Now, both needs to be specified as such:

node:
  retry_delay:
    msecs: 3000
  block_catchup_interval:
    seconds: 20

The valid units are weeks, days, hours, minutes, seconds, msecs, usecs, hnsecs, nsecs.
Units are additive, so having both seconds: 60 and minutes: 41 has the same effect as minutes: 42.
Fields with a suffix have been renamed to be suffix-less.
This change affects the following config fields:

  • node.retry_delay (used to be in msecs);
  • node.timeout (used to be in msecs);
  • node.block_time_offset_tolerance_secs => node.block_time_offset_tolerance;
  • node.network_discovery_interval_secs => node.network_discovery_interval;
  • node.block_catchup_interval_secs => node.block_catchup_interval;
  • node.relay_tx_interval_secs => node.relay_tx_interval;
  • node.relay_tx_cache_exp_secs => node.relay_tx_cache_exp;
  • node.preimage_reveal_interval (used to be in seconds);
  • node.preimage_catchup_interval (used to be in seconds);
  • flash.timeout (used to be in msecs);
  • flash.max_retry_time (used to be in msecs);
  • banman.ban_duration (used to be in seconds):

Flash: Gossip latest channel update alongside channel open

Previously, there was a possible race condition where the update could be received before the open event,
leading to the update being discarded and parties being out-of-sync.
The latest update are now transmitted alongside the open event to prevent this from being an issue.

Nomination now ignores early envelopes

The nominator would previously accept envelopes as soon as the previous block was externalized,
leading to situation where an attacker with large resources could bias a node on externalizing
a block earlier than it should.

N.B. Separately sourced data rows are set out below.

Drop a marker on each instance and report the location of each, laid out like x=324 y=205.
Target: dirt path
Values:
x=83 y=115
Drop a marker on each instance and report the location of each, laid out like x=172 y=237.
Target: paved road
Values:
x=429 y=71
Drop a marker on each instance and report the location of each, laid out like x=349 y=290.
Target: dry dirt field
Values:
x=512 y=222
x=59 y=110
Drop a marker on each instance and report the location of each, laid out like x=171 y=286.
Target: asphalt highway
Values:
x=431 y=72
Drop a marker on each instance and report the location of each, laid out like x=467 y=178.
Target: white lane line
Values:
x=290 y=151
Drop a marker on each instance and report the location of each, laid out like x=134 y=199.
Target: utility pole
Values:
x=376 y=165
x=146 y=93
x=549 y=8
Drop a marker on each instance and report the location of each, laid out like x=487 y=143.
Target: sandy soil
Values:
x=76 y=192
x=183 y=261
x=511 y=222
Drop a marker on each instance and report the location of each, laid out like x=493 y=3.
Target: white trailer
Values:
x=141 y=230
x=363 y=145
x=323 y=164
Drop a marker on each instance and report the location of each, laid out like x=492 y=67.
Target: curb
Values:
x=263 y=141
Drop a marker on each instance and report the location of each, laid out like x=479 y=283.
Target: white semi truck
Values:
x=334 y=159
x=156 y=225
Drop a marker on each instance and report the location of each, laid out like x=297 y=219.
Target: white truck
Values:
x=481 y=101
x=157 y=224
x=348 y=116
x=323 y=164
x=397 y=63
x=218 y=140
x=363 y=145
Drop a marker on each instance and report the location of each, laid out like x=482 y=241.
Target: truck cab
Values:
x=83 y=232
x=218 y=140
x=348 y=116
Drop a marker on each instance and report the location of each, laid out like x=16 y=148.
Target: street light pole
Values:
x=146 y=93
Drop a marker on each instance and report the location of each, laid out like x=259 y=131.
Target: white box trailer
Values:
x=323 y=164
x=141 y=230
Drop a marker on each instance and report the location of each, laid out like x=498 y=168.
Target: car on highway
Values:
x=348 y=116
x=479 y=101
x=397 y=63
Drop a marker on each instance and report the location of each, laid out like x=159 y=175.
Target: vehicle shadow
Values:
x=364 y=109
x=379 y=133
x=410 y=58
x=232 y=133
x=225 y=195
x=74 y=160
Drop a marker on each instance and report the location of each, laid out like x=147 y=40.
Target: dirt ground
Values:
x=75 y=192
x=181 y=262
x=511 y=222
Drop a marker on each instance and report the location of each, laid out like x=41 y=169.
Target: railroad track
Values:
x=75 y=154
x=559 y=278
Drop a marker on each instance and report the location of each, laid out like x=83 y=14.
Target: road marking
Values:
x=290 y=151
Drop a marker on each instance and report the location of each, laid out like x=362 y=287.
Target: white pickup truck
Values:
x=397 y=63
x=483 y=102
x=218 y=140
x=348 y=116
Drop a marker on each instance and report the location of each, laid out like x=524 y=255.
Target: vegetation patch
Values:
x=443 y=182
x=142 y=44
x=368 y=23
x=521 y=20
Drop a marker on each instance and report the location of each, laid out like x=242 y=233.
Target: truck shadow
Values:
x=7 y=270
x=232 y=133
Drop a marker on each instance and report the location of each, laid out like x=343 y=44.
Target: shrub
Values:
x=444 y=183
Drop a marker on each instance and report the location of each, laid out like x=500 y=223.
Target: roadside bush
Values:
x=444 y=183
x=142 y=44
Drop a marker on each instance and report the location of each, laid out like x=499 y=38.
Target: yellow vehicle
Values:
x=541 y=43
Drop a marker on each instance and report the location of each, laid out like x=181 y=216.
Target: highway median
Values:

There is now a tolerance of 5% for time jitter.

Flash nodes now do extra validation on channel open

A few issues around channel opening were fixed, and nodes will now properly fetch blocks for validation.

The transaction pool can now be configured to exclude txs with much lower fees than average

The transaction pool now keeps track of transaction fee, and can be configured to reject
transactions where the fee is lower than a certain percentage.
This percentage is set to 80 by default, so a transaction that is less than 80% of the fee rate
(not absolute fee) of the average fee rate of the transaction pool will be rejected.
This can be disabled by setting the value to 0.

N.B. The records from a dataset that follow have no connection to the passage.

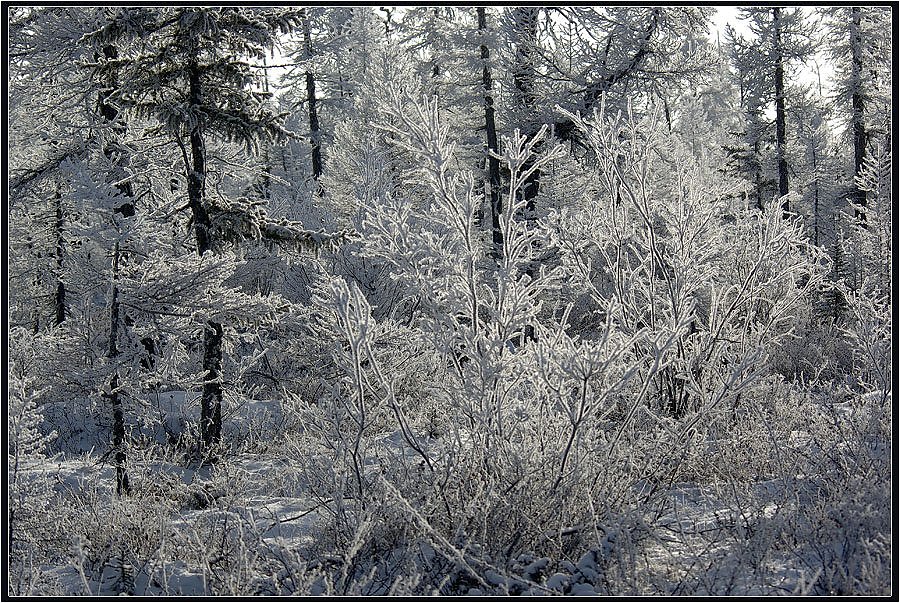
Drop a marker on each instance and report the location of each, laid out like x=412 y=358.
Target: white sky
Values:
x=819 y=70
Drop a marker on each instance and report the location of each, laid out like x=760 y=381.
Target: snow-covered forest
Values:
x=364 y=300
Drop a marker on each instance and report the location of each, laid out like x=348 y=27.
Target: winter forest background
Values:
x=438 y=300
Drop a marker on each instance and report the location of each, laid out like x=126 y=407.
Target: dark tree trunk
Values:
x=493 y=145
x=314 y=134
x=859 y=128
x=122 y=485
x=59 y=224
x=211 y=399
x=780 y=116
x=526 y=19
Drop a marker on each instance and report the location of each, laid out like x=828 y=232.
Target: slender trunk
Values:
x=60 y=299
x=493 y=145
x=815 y=195
x=122 y=485
x=266 y=181
x=859 y=128
x=523 y=79
x=314 y=135
x=211 y=398
x=780 y=116
x=526 y=19
x=116 y=153
x=757 y=166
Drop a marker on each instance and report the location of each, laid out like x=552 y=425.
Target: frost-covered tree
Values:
x=190 y=70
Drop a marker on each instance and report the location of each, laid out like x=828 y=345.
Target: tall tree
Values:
x=188 y=69
x=782 y=37
x=493 y=146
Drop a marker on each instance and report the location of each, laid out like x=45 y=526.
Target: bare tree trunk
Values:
x=116 y=153
x=859 y=128
x=122 y=485
x=526 y=19
x=493 y=145
x=314 y=134
x=211 y=398
x=780 y=116
x=59 y=224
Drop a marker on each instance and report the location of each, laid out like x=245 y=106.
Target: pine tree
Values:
x=189 y=70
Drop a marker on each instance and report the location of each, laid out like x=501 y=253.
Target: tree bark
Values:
x=122 y=484
x=523 y=79
x=211 y=398
x=859 y=128
x=60 y=298
x=780 y=115
x=314 y=134
x=493 y=183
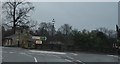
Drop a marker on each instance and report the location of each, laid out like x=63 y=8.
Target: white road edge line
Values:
x=68 y=60
x=35 y=59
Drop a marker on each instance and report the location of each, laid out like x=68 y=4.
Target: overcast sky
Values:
x=80 y=15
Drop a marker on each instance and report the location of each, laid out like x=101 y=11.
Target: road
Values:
x=10 y=54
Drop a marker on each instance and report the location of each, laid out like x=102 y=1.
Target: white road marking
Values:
x=74 y=54
x=70 y=57
x=35 y=59
x=22 y=53
x=78 y=61
x=40 y=54
x=68 y=60
x=11 y=52
x=50 y=52
x=113 y=56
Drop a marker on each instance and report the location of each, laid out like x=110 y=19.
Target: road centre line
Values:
x=35 y=59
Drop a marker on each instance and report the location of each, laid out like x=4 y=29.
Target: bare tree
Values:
x=17 y=13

Name registry now has a configuration file

The name registry's role has evolved to include a full DNS server in addition of an HTTP server,
and most of its options were previously set via CLI arguments.
To make it easier to use, and extend its capabilities even further, it will now read a (required)
configuration file under config.yaml.

The only required field in that new configuration file (if dns.enabled is not set to false)
is dns.authoritative, which defines the zones this server is authoritative for.

The previous CLI arguments are mapped as follows:

  • --bind-host (-h) => http.address;
  • --bind-port (-p) => http.port;
  • --stats-port => http.stats_port (0, or disabled, by default, as before);
  • --no-dns => dns.enabled set to false (true by default);
  • --verbose => Use logging section, similar to Agora, instead;

Registry now listen to TCP DNS queries in addition to UDP

The first iteration of the DNS support in the registry only listened to DNS queries.
It now also listens to TCP queries, as required by the protocol, on the same port than the UDP listener.

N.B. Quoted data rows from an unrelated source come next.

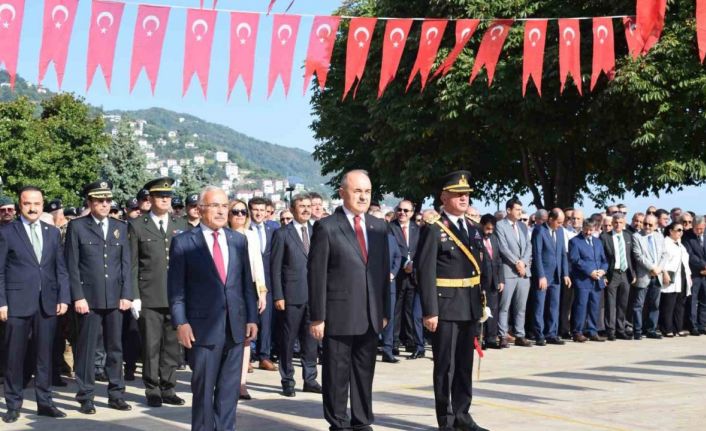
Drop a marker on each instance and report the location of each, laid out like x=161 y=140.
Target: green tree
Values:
x=58 y=149
x=124 y=163
x=641 y=133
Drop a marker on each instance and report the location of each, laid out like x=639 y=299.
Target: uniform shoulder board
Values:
x=432 y=218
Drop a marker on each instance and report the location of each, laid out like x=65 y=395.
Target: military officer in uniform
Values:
x=98 y=261
x=150 y=237
x=448 y=265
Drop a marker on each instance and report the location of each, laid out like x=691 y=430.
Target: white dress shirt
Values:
x=222 y=242
x=349 y=214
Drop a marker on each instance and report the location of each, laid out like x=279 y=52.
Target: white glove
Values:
x=136 y=308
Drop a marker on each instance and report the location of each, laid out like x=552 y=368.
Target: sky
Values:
x=279 y=119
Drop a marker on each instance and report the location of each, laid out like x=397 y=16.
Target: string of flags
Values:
x=641 y=32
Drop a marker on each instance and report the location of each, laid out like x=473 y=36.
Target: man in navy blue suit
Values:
x=550 y=266
x=290 y=250
x=588 y=267
x=265 y=231
x=34 y=289
x=214 y=307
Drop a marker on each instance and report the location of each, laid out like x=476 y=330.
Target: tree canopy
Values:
x=643 y=132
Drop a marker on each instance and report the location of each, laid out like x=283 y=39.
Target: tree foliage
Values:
x=57 y=149
x=124 y=163
x=641 y=133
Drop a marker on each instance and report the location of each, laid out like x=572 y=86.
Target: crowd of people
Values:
x=114 y=286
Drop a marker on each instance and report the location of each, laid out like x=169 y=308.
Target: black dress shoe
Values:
x=389 y=359
x=11 y=416
x=313 y=387
x=154 y=401
x=119 y=404
x=50 y=411
x=417 y=355
x=173 y=400
x=87 y=408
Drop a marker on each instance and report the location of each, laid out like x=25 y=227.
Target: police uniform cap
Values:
x=102 y=189
x=457 y=182
x=160 y=186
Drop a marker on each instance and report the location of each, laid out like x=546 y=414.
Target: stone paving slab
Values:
x=625 y=385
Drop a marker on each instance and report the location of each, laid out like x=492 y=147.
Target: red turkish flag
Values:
x=490 y=47
x=200 y=26
x=396 y=33
x=700 y=28
x=11 y=13
x=102 y=36
x=633 y=37
x=360 y=33
x=570 y=52
x=284 y=40
x=318 y=57
x=432 y=33
x=464 y=31
x=650 y=21
x=150 y=28
x=533 y=58
x=58 y=24
x=603 y=49
x=243 y=38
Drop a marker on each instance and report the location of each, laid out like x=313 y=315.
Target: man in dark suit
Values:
x=492 y=278
x=407 y=320
x=34 y=290
x=349 y=275
x=97 y=254
x=588 y=266
x=265 y=231
x=150 y=237
x=550 y=266
x=695 y=244
x=448 y=266
x=617 y=245
x=290 y=250
x=214 y=307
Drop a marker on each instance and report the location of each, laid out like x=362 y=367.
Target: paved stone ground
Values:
x=625 y=385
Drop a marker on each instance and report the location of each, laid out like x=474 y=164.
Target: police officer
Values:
x=150 y=237
x=98 y=261
x=448 y=266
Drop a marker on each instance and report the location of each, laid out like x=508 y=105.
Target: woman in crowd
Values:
x=676 y=285
x=239 y=221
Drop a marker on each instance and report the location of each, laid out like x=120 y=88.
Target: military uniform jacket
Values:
x=438 y=257
x=99 y=269
x=149 y=251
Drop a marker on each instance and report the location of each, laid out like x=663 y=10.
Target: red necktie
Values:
x=218 y=258
x=361 y=237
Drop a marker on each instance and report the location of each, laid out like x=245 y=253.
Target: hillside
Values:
x=263 y=159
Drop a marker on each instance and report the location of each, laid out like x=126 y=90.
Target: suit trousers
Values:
x=586 y=310
x=452 y=344
x=617 y=294
x=671 y=312
x=647 y=303
x=546 y=311
x=514 y=296
x=349 y=366
x=215 y=380
x=161 y=352
x=111 y=323
x=295 y=325
x=697 y=308
x=17 y=332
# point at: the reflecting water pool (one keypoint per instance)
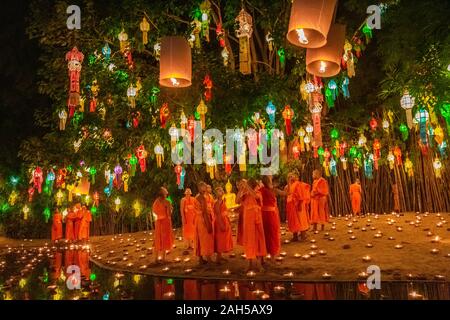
(50, 274)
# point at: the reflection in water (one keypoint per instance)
(41, 273)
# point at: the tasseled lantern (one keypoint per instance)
(326, 61)
(310, 22)
(175, 67)
(244, 33)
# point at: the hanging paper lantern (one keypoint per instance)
(164, 114)
(407, 103)
(310, 22)
(74, 60)
(437, 165)
(422, 117)
(144, 26)
(326, 60)
(244, 33)
(142, 154)
(159, 152)
(288, 114)
(409, 168)
(202, 109)
(175, 67)
(271, 109)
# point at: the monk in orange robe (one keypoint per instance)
(70, 218)
(319, 200)
(253, 233)
(163, 239)
(187, 217)
(77, 221)
(85, 224)
(270, 217)
(204, 225)
(223, 241)
(355, 196)
(57, 226)
(296, 206)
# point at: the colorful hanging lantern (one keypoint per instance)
(407, 103)
(310, 22)
(271, 109)
(175, 67)
(325, 61)
(422, 117)
(288, 114)
(437, 165)
(74, 60)
(244, 33)
(202, 109)
(164, 114)
(159, 153)
(145, 28)
(142, 154)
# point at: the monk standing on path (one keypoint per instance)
(319, 200)
(223, 241)
(57, 226)
(270, 217)
(296, 206)
(163, 240)
(204, 232)
(85, 224)
(253, 233)
(187, 218)
(355, 197)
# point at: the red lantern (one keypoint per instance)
(164, 114)
(288, 114)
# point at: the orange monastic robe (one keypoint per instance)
(163, 239)
(271, 221)
(204, 238)
(223, 240)
(296, 207)
(57, 226)
(187, 203)
(85, 224)
(355, 196)
(70, 218)
(253, 234)
(319, 201)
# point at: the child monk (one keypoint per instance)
(70, 219)
(319, 200)
(85, 224)
(163, 239)
(187, 218)
(355, 197)
(270, 217)
(57, 226)
(253, 233)
(296, 206)
(204, 232)
(223, 241)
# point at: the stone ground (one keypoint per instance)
(409, 246)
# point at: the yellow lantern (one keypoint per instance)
(175, 67)
(326, 61)
(145, 28)
(310, 22)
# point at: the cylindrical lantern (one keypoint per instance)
(310, 22)
(175, 68)
(326, 61)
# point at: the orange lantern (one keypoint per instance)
(175, 68)
(326, 61)
(310, 22)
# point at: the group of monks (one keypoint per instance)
(207, 226)
(77, 221)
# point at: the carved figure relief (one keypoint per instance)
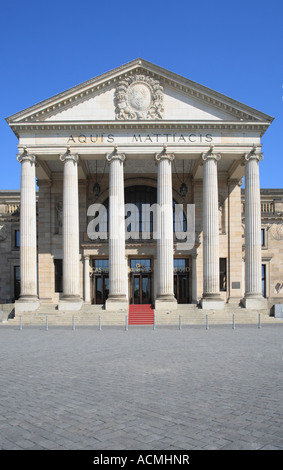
(3, 232)
(276, 231)
(139, 97)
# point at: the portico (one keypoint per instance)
(140, 130)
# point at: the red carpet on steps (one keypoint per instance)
(141, 314)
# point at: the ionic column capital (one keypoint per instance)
(67, 156)
(115, 155)
(164, 155)
(210, 155)
(253, 155)
(26, 156)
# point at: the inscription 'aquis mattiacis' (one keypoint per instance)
(139, 138)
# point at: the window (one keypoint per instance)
(58, 271)
(17, 282)
(17, 239)
(263, 238)
(263, 280)
(223, 274)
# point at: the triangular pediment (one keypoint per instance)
(139, 91)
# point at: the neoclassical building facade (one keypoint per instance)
(139, 200)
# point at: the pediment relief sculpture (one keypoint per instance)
(139, 97)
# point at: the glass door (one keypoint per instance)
(140, 280)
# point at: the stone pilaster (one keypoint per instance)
(253, 294)
(211, 295)
(28, 246)
(71, 278)
(165, 254)
(117, 298)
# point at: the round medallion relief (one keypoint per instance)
(139, 96)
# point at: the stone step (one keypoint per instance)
(197, 317)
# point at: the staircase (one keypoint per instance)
(141, 314)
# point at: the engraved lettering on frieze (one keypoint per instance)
(139, 97)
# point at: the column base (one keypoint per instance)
(26, 304)
(117, 303)
(165, 302)
(212, 302)
(255, 302)
(70, 303)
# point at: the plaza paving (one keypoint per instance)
(141, 389)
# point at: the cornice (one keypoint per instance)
(250, 126)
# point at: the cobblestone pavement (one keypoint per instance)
(141, 389)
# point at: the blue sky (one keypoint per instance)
(234, 48)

Registry: Authoritative zones are now configurable

When the DNS is enabled, the dns.authoritative array needs to have a least one entry.
The registry will only respond to DNS queries for which it is authoritative.
A future iteration will improve this to allow the DNS to follow an authoritative server
and not be authoritative itself, but for the time being this can be achieved via another DNS server.

Configuration: Restored behavior of root logger

This fixes a minor regression that crop up in v0.19.0: Configuring the logger named root now affects all loggers again.